Sans se comparer à la Chine qui produit 11 millions de tonnes – 800 tonnes au Québec pour une dizaine d’entreprises -, l'exploitation québécoise des algues commence à se développer. Le développement des marchés de l’alimentation humaine, des nutraceutiques (substances alimentaires bénéfiques pour la santé) et des cosméceutiques (produits biologiques au service de la beauté) ainsi que ceux des composts et fertilisants horticoles à base d’algues marines suscite de l’intérêt. Pour Karine Berger, le développement de l'industrie des algues passe « par la récolte des algues échouées, par l'exploitation durable des populations naturelles et par le développement de l'algoculture. »
Paysan de la mer
L’Acadien Stéphane Maddix Albert vient de démarrer Varech Phare Est. Son entreprise située à Cap-au-Renard, en haute Gaspésie, dans la région de Ste-Anne-des-Monts, récolte et met en marché cinq types d’algues : le nori et wakame de l’Atlantique, la dulse, le kombu royal et finalement la laminaire.

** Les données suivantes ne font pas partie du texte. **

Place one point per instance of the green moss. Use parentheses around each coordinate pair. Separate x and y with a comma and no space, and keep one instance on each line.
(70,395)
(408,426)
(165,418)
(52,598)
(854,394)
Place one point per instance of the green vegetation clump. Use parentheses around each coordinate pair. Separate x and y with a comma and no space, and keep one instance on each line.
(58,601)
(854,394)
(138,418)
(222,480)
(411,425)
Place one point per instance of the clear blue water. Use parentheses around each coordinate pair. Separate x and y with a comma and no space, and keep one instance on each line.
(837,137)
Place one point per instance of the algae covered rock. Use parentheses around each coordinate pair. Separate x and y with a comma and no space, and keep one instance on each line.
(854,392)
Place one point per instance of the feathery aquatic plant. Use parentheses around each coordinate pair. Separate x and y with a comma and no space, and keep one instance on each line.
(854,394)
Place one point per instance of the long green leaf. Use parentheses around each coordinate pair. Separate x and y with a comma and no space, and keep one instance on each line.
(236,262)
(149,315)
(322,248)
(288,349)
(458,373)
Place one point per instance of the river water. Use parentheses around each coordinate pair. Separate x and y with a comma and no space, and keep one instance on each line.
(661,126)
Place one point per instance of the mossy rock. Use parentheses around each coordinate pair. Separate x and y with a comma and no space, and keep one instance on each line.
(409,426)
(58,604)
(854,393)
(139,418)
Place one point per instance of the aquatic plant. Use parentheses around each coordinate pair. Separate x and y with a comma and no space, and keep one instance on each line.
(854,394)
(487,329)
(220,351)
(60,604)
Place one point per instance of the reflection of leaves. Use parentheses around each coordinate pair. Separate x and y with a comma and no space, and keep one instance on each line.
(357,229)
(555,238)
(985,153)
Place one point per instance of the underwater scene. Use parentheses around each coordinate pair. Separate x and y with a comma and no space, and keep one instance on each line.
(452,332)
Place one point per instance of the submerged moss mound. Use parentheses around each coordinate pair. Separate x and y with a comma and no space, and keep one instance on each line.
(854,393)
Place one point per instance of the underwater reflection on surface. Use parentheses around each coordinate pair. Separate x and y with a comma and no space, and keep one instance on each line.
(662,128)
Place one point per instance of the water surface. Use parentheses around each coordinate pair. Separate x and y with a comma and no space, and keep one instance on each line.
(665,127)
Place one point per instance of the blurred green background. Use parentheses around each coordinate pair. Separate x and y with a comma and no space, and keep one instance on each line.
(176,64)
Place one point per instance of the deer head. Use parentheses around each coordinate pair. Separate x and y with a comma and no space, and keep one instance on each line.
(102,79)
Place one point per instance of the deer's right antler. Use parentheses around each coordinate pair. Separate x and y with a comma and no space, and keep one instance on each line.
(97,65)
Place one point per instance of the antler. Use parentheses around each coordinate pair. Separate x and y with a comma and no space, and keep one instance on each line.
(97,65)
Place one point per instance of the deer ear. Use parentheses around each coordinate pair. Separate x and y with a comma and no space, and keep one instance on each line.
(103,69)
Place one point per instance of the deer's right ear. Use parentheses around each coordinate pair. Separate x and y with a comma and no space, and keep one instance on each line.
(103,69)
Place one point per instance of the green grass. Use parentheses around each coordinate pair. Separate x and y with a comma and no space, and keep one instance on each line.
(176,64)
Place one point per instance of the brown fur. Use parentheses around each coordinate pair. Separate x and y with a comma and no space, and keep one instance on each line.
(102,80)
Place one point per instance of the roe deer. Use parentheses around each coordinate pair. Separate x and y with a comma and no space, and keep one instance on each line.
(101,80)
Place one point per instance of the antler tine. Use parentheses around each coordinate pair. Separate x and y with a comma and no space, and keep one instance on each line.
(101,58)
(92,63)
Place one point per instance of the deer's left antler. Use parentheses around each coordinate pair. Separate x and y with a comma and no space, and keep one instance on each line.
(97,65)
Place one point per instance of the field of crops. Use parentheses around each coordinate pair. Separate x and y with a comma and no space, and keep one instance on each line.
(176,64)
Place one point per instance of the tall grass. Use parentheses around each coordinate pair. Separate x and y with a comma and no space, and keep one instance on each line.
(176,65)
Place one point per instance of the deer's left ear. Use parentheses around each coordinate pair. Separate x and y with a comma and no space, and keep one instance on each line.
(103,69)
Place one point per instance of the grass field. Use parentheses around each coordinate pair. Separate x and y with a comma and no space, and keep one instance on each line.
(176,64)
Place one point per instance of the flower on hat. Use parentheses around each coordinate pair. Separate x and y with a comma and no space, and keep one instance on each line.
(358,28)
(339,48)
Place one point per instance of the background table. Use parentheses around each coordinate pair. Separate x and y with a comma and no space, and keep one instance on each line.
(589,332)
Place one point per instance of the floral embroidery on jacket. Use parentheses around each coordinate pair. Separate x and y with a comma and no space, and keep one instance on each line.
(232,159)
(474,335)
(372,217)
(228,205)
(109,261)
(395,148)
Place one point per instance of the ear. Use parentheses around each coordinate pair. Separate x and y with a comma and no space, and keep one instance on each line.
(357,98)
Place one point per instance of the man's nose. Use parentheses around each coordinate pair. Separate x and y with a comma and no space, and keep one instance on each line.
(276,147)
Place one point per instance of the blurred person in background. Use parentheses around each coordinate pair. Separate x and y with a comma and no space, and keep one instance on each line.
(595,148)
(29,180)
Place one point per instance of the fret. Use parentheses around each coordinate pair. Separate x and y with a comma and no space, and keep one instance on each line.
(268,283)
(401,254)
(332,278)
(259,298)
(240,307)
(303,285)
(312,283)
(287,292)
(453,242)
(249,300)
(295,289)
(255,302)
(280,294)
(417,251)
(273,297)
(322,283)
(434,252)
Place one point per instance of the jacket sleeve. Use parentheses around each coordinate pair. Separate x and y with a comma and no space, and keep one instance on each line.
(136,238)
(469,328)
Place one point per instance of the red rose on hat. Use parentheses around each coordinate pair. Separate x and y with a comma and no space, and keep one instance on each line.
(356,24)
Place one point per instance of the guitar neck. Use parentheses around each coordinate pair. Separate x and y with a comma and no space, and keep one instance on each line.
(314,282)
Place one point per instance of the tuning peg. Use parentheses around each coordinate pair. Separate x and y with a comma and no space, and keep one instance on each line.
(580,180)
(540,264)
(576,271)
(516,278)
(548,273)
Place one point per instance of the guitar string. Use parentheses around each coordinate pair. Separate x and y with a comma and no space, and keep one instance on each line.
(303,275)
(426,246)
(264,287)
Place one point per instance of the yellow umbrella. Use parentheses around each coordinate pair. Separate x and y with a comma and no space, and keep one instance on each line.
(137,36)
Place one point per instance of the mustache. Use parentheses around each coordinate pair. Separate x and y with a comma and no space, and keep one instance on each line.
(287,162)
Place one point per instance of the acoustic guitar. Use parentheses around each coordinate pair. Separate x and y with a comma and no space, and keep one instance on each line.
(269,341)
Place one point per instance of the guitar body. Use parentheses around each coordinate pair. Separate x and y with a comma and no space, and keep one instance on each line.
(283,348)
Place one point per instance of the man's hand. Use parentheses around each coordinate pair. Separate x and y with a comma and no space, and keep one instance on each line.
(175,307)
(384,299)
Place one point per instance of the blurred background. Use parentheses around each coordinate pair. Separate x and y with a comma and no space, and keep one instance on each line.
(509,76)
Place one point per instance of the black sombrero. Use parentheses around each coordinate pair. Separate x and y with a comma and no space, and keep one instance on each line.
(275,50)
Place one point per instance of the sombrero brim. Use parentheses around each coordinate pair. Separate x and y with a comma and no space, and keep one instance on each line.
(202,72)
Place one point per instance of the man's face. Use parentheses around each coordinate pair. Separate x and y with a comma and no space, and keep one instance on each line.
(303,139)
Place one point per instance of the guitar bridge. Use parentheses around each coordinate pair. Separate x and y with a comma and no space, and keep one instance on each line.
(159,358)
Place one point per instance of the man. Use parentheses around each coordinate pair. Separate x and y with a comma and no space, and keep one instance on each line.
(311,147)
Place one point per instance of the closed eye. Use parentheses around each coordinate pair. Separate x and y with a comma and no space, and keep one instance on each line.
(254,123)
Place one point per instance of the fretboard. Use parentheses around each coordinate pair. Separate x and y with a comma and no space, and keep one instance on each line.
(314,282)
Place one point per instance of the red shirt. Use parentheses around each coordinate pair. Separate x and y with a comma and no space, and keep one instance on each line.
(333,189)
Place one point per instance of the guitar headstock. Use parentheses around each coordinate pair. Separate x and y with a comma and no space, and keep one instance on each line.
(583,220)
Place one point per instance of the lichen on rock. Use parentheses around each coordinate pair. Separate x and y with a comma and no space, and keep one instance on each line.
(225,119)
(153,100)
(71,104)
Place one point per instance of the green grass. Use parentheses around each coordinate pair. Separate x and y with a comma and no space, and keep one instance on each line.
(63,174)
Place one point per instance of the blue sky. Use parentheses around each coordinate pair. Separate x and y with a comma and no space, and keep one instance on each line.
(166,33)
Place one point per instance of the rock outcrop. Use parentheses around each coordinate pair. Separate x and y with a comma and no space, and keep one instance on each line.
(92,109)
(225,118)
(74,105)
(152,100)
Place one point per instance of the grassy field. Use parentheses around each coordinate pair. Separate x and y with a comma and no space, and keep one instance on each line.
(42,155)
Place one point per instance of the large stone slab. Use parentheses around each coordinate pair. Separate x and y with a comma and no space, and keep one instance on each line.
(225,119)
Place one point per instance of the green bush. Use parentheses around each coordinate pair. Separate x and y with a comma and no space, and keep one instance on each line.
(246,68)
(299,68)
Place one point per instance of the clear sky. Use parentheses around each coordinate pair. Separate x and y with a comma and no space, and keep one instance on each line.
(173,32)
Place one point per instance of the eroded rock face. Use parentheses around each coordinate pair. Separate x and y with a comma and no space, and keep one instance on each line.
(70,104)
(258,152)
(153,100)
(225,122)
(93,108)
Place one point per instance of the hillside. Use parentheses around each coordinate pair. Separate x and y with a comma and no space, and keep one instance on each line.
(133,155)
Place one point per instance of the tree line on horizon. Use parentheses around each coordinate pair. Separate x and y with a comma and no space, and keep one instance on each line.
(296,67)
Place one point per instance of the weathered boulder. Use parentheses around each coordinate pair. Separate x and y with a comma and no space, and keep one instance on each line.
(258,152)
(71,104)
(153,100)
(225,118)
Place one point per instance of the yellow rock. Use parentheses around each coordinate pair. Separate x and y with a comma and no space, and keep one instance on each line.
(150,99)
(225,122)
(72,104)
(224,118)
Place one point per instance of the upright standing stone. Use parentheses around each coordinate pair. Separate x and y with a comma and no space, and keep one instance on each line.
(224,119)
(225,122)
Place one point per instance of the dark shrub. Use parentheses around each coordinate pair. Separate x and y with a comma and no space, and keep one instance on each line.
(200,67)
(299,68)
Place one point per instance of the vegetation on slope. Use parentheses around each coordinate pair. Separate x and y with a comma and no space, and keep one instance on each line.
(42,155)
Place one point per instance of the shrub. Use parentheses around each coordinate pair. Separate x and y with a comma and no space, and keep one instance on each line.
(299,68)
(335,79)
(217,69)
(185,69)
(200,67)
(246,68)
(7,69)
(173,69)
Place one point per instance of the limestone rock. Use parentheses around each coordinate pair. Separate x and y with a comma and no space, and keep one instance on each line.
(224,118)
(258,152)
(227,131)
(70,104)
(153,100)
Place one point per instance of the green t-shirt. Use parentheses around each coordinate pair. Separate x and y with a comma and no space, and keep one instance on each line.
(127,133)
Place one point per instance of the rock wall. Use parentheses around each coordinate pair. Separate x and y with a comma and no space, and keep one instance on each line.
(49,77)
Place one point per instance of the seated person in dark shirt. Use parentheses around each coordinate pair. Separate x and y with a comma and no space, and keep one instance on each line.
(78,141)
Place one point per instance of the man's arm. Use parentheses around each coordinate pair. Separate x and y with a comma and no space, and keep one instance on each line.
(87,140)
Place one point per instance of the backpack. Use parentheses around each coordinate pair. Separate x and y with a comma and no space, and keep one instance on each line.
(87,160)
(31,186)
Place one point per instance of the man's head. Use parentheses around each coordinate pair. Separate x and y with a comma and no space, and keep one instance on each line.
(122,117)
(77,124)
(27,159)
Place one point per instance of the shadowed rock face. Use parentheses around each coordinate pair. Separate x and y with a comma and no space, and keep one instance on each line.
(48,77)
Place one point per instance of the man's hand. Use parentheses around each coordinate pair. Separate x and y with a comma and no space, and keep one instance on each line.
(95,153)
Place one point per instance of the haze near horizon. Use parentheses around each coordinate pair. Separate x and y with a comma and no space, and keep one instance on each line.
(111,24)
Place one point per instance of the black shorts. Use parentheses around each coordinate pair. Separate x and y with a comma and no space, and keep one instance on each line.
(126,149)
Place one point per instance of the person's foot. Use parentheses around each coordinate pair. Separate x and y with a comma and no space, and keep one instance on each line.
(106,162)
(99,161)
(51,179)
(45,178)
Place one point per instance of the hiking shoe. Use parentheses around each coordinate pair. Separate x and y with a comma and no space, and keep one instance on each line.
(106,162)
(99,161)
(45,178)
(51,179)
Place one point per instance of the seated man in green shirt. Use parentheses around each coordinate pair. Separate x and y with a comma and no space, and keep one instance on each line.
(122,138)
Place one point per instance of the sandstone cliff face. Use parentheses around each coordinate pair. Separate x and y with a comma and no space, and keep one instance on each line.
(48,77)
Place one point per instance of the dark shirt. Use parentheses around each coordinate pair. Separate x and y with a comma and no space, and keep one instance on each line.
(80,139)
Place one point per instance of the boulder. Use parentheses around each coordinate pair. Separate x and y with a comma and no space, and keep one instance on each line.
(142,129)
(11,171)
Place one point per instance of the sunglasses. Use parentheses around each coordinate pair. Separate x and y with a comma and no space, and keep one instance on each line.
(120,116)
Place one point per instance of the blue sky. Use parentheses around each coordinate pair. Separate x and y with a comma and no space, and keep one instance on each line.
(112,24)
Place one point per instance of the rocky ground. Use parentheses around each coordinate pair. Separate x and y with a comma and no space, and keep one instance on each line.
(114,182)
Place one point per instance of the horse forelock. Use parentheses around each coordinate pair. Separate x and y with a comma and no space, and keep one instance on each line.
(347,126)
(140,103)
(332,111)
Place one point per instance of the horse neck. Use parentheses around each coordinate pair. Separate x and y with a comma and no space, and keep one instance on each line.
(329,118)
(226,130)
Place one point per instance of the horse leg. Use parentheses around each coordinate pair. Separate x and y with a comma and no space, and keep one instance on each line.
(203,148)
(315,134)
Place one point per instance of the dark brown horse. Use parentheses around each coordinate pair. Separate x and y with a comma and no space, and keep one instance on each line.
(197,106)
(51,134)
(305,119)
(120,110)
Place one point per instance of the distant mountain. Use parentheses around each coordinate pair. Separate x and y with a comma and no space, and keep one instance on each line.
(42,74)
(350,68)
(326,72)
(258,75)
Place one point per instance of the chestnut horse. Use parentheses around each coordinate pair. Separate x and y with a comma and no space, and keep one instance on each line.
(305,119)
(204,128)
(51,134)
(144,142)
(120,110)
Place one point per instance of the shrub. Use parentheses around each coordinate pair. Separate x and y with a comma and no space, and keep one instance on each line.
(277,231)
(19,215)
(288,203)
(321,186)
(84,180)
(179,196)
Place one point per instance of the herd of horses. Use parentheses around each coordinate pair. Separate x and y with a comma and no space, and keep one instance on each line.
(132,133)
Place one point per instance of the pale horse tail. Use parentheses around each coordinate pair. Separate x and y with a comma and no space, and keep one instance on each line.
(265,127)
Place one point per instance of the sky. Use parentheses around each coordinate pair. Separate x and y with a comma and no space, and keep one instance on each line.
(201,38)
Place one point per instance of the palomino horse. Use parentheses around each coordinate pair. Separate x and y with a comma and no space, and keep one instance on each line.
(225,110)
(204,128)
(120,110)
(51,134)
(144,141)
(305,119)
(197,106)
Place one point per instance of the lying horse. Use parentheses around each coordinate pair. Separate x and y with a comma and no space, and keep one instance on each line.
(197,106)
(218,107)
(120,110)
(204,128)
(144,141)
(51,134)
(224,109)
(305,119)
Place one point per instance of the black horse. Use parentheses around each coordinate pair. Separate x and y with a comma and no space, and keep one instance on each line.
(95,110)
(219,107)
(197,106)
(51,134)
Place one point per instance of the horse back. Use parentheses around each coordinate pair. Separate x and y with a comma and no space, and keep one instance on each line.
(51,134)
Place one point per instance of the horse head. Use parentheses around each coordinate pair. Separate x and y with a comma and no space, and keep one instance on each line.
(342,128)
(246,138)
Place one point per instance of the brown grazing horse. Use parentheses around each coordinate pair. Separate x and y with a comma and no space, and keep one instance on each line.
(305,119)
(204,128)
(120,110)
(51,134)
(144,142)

Vêtu d’une combinaison de plongeur et coiffé de sa sempiternelle tuque rouge, Stéphane Albert passe son temps dans l’eau. Du moins, entre la fin avril et la fin juin ! C’est la courte période à laquelle dure la récolte d’algues. « Je ne récolte que les algues qui sont accrochées aux rochers. »
Une fois récoltés, ses laminaires ou son wakame sont suspendus dans un séchoir. Ils y passeront entre 24 et 48 heures. Puis ce sera la mise en marché. Pour l’instant, ses sachets d’algues sont distribués dans près d’une quinzaine de points de vente. Du Marché du Vieux Port à Québec au marché Jean-Talon à Montréal, en passant par Les délices de la mer à Sainte-Anne-des-Monts ou La Semence à Rouyn-Noranda, Varech Phare Est s’évertue à donner des idées pour cuisiner sa production. Bien sûr dans le riz ou dans du potage, mais dans une purée, c’est aussi délicieux. La dulse, par exemple, peut se manger comme croustille. Sa couleur rouge et son goût rappelle un peu le bacon. À déguster aussi en salade ou dans une quiche.
Pourquoi, quand on a la jeune vingtaine, s’intéresser à l’algue ? Par goût et par choix écologique. Enfant, dans son Acadie du Nouveau-Brunswick, son assiette était souvent remplie d’algues. Quant au choix écologique, c’est tout simple : « J’ai le goût, confie-t-il, de produire une nourriture saine, renouvelable et qui demande peu de pétrole. »
Celui qui voit déjà son entreprise passée à une seconde étape en transformant les algues en condiment ou en croustilles, tient aussi à s’inscrire dans une prise de conscience de la préservation du St-Laurent. De concert avec la boutique Les Jardins de la mer de St-André-de-Kamouraska, Varech Phare Est fait partie d’une campagne de sensibilisation citoyenne, « Coule pas chez nous », qui diffuse de « l’information afin de mieux comprendre l’enjeu pétrolier » et les projets d’oléoducs dans le fleuve. Vous remarquerez d’ailleurs que les sachets de la compagnie gaspésienne portent un étiquette : « PRODUIT MENACÉ par le développement pétrolier dans le St-Laurent ». Histoire de nous rappeler qu’algues et beluga mènent un même combat.